The seventh episode of the television series The Last of Us, appropriately titled “Left Behind”, was released on Sunday evening as it follows the story told in a standalone video game add-on of the same name. Love. The episode has since received a number of negative reviews on Metacritic and other sites criticizing its “awakened” themes.
Although the overall rating of the series has remained above a satisfactory 6.4, and some of the negative feedback allows you to start a discussion about what was expected from the series and what is not, many use overtly aggressive tones.
If users like Mcgreen_21 criticize the story’s focus on “meaningless gay love stories avoiding everything interesting in the world like zombies, government and crows” while emphasizing the homosexual side of the relationship rather than the relationship itself, other users were much more outspoken. in their criticism, if we are to define them in this way.
On Metacritic, you can read comments like “It was promising at first, but I had to give up all this crap woke up. Talk about the apocalypse, there shouldn’t be things that carry the LGBTQ agenda and evoke justice. […] I don’t even dare to buy the TLOU remake on PS5. I’m sure they put in some gay fisting scenes along with the pride parade. Fuck that shit.”
Or “You promised a post-apocalyptic series, but in the end 2 out of 7 episodes are full of romance. Why are you forcing these awakened stories? How do they inform us about the choices the characters make? NO!”
For those who are unaware of this, the term woke up is commonly used as a derogatory term, synonymous with “politically correct”, referring to the “LGBTQ+ agenda/program” that some feel is being forcibly inserted into many media outlets lately.
These are just a few examples, but they give us an idea of the style of comments that can be found on Metacritic since Sunday and on the web in general. The users in question seem to be forgetting that both same-sex relationships being criticized were already canon, first in the main game (Episode 3) and then in the expansion (Episode 7).
It’s also true that, in the end, the comments shouldn’t be too surprising, given that since Left Behind (DLC, not the episode), the retcon has been pointed with the finger when it wasn’t. without specifying Ellie’s sexuality in the main game.

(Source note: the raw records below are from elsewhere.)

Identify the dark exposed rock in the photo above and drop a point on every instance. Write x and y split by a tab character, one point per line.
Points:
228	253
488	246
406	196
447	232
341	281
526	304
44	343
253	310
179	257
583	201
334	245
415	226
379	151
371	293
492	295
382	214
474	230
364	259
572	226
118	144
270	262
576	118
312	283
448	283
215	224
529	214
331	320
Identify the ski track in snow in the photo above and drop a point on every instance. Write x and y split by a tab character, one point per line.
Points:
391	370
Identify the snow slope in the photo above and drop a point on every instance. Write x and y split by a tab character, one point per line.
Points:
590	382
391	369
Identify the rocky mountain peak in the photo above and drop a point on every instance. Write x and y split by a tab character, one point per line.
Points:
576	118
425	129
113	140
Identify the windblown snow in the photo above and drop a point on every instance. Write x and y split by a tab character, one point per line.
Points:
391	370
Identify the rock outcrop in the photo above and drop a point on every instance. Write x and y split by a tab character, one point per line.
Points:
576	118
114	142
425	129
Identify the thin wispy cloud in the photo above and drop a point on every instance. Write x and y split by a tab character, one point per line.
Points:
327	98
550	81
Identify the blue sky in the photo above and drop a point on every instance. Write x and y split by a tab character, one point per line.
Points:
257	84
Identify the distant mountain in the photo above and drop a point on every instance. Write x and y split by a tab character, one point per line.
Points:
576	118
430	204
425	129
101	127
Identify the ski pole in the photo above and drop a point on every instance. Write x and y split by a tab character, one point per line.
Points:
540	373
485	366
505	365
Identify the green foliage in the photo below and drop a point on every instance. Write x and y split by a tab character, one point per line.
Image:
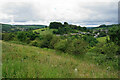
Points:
54	40
8	36
107	54
114	34
55	25
91	40
26	36
102	34
76	46
61	45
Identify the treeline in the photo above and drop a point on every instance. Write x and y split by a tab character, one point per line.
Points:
65	28
7	28
104	52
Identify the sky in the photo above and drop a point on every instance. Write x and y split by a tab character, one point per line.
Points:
88	13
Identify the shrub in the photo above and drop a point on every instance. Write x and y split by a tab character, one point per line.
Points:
77	46
8	36
61	45
91	40
107	54
45	41
53	41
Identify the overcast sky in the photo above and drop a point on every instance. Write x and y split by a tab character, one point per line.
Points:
80	12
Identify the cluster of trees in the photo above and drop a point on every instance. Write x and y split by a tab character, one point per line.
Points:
13	28
65	28
68	44
107	53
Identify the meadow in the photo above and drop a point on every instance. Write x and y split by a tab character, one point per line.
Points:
21	61
61	51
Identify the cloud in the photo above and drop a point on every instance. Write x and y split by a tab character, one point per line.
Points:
75	12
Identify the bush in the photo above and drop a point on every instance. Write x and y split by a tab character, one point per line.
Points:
45	41
91	40
61	45
77	46
8	36
107	54
53	41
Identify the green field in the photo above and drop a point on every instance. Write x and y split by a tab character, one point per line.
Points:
44	31
22	61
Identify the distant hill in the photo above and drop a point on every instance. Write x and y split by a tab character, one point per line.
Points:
103	26
13	28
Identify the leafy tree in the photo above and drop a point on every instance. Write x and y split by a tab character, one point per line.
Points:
55	25
114	34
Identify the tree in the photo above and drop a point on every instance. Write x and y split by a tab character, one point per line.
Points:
55	25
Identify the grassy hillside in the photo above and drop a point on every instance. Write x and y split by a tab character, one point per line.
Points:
20	61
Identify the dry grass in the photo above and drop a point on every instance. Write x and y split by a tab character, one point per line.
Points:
20	61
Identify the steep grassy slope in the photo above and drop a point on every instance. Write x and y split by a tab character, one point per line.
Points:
20	61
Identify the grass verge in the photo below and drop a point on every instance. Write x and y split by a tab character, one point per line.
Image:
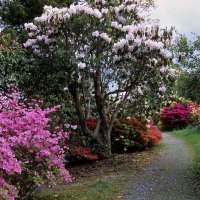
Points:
104	180
191	136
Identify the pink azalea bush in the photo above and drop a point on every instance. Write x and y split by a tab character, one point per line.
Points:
175	116
31	151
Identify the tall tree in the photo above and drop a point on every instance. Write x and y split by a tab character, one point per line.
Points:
113	43
188	55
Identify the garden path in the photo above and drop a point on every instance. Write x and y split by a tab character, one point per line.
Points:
168	178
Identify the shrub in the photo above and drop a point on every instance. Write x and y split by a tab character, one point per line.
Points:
83	147
175	116
31	151
195	115
129	135
153	133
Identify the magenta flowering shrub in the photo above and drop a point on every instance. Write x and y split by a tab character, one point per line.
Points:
31	151
175	116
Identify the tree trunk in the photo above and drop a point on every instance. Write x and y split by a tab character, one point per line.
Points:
74	92
101	108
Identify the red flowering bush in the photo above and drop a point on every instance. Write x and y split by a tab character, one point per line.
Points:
83	147
131	134
29	153
175	116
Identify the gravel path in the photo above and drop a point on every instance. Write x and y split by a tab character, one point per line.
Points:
168	178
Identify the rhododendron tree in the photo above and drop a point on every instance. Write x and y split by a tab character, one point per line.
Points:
108	45
31	151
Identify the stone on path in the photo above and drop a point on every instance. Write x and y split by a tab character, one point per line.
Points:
168	178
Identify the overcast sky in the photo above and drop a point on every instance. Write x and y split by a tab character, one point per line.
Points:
183	14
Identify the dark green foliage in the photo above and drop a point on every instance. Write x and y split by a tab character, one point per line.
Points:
18	12
188	54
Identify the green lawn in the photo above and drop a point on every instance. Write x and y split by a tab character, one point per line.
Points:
100	190
108	183
192	137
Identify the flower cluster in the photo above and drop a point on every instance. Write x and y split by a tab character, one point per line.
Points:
29	153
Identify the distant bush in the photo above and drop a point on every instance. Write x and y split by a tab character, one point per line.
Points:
175	116
129	135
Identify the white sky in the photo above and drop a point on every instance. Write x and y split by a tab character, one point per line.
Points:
183	14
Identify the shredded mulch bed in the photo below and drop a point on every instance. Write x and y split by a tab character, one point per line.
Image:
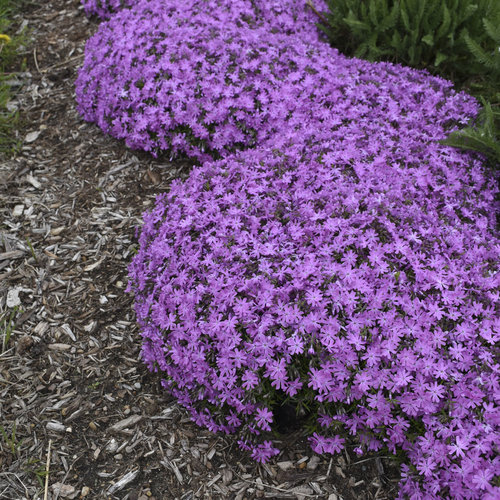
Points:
74	393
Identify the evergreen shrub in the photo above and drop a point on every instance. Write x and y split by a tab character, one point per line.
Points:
430	34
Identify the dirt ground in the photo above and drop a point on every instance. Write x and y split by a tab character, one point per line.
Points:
73	391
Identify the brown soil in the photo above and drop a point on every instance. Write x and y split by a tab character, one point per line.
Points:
72	386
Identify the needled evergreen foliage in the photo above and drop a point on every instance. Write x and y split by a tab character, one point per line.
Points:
427	34
483	134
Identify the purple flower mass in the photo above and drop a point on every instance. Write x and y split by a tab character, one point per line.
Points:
327	246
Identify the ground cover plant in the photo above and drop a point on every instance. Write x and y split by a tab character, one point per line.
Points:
345	261
195	79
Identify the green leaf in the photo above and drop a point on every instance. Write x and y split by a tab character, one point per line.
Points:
428	39
440	57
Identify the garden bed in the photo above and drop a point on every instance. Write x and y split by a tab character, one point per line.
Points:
72	385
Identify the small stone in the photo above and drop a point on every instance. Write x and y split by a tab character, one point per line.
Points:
301	492
13	299
24	344
32	136
64	490
18	211
313	463
284	466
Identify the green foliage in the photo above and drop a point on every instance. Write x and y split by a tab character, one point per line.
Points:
427	34
483	135
457	39
10	45
7	325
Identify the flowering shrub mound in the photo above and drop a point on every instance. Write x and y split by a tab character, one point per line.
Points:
287	16
205	84
336	256
193	80
372	296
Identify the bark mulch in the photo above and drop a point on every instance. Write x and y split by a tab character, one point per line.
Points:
74	394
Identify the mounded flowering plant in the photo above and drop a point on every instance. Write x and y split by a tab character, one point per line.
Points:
281	275
346	264
201	79
287	16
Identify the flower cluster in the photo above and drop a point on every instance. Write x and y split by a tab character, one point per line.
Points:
328	249
369	285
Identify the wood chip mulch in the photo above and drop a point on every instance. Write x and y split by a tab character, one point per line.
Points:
74	394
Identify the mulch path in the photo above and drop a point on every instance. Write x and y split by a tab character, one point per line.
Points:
73	391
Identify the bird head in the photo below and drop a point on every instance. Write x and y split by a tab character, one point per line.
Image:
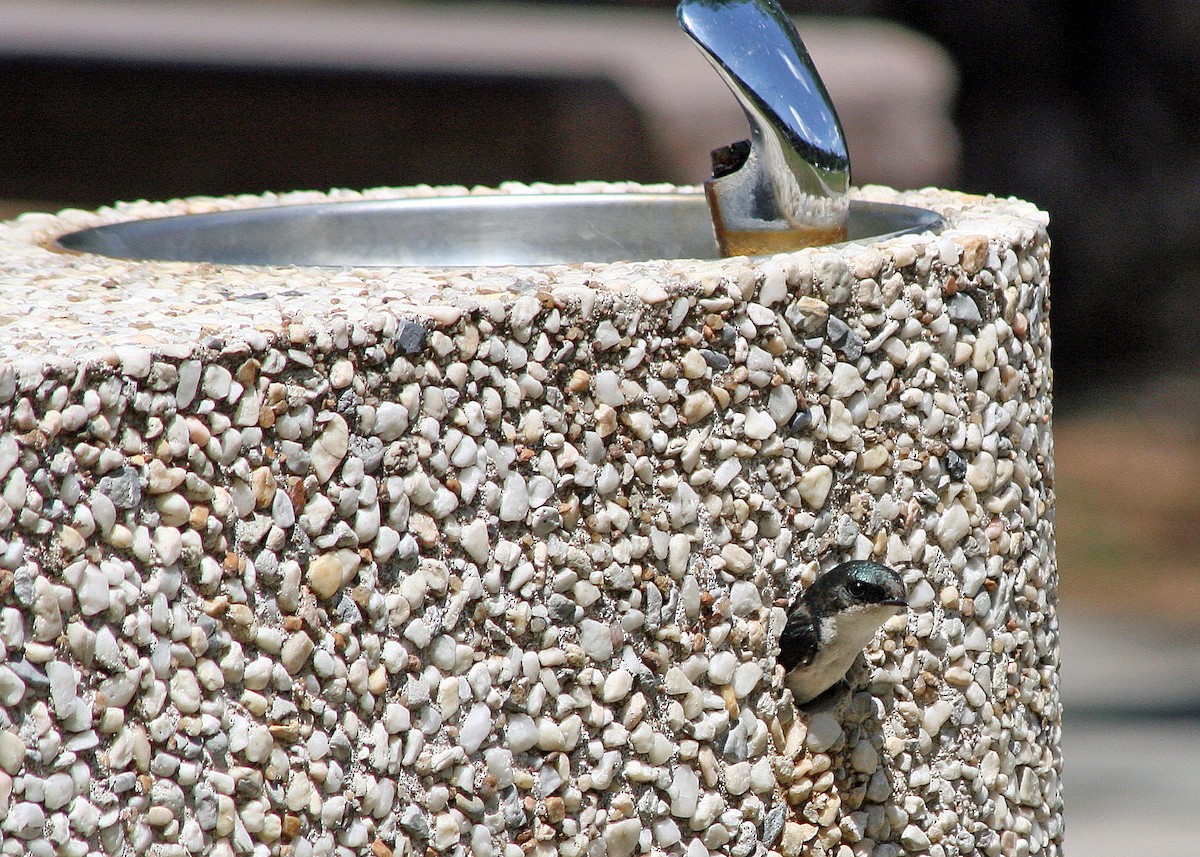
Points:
855	586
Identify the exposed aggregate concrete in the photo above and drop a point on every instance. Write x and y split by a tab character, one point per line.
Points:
381	561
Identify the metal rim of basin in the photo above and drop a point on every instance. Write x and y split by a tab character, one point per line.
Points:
451	232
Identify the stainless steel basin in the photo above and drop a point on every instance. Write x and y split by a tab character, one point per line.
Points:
509	229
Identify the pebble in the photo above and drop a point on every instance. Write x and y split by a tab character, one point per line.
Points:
823	732
815	485
595	637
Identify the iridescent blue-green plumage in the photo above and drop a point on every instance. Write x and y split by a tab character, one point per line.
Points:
833	621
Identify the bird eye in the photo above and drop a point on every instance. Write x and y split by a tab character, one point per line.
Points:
863	591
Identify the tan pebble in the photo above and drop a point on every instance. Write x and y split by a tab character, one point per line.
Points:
580	381
697	406
606	420
288	732
325	575
975	253
377	682
71	540
815	485
693	365
874	457
199	517
247	373
341	375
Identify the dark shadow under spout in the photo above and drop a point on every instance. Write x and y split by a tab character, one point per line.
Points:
789	185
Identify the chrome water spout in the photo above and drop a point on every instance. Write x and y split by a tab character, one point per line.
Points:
789	185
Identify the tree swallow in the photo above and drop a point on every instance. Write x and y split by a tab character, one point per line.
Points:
833	621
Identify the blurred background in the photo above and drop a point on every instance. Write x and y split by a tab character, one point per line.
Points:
1090	111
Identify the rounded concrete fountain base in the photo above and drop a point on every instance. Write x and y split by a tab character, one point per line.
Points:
495	561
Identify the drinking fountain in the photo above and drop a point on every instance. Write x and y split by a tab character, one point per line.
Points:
431	520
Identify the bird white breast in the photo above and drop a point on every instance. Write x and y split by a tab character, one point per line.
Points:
843	636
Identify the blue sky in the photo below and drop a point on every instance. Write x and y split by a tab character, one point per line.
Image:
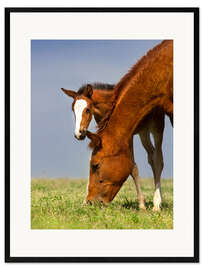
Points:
69	64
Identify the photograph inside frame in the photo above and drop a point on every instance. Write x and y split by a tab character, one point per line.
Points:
102	151
117	97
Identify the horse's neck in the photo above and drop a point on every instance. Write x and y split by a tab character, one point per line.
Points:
148	88
102	101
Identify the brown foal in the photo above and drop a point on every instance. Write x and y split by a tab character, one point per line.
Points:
136	105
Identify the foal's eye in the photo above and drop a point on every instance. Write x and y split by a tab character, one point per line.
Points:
95	167
87	110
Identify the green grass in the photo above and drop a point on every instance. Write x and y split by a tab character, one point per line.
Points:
57	204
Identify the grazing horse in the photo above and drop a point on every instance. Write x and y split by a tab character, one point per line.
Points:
99	101
146	89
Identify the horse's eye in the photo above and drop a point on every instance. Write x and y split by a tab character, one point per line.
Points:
95	167
87	110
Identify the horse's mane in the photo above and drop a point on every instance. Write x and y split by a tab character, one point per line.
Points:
123	82
96	85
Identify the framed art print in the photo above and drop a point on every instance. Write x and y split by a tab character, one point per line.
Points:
125	82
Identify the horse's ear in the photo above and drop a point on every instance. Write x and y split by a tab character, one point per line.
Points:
95	140
69	93
88	91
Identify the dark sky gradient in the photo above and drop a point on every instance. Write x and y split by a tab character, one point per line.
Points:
69	64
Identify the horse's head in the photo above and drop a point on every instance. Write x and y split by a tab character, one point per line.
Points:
82	107
107	172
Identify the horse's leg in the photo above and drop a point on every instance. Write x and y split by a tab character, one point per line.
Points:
157	132
135	176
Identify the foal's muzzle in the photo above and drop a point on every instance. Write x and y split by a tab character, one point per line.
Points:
81	135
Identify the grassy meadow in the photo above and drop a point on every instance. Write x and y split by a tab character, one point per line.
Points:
57	204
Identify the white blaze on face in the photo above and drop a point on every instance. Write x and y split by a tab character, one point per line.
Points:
79	106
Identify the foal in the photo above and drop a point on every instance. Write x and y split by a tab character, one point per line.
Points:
146	89
97	100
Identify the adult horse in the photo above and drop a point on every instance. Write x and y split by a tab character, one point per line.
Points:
146	89
97	99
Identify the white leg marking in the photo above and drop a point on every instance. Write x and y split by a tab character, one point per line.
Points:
157	199
78	109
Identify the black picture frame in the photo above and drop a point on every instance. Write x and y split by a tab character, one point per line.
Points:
8	257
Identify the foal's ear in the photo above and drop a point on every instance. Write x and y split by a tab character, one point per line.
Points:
69	93
88	91
95	140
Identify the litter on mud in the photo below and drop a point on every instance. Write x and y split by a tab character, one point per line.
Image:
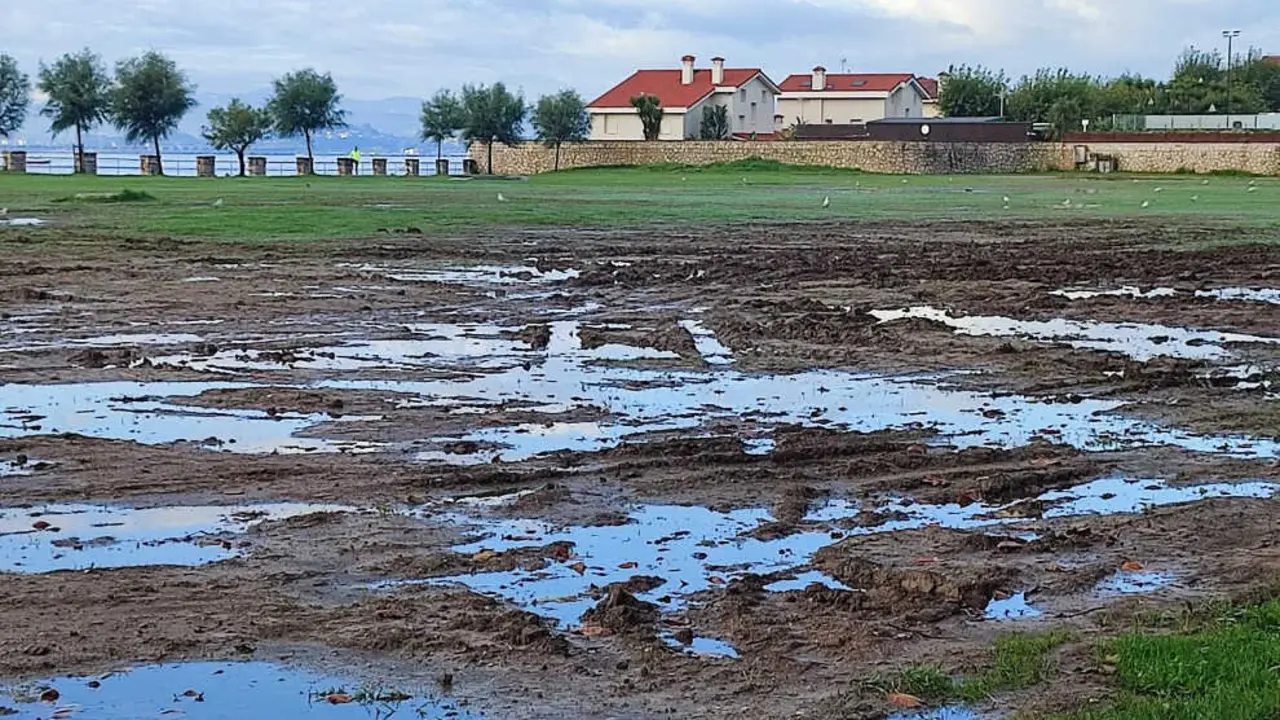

This isn’t the first time The Last of Us franchise has been heavily and aggressively criticized for certain storytelling choices, just consider the fact that whoever gave Abby’s face in Part 2 is still getting threats from “fans”.
In anticipation of the next episode of the series and our comments on Left Behind (a release, not a DLC), we invite you to read our review of The Last of Us Part I remake, which, we assure you, is not a nod to gay fisting or gay parades.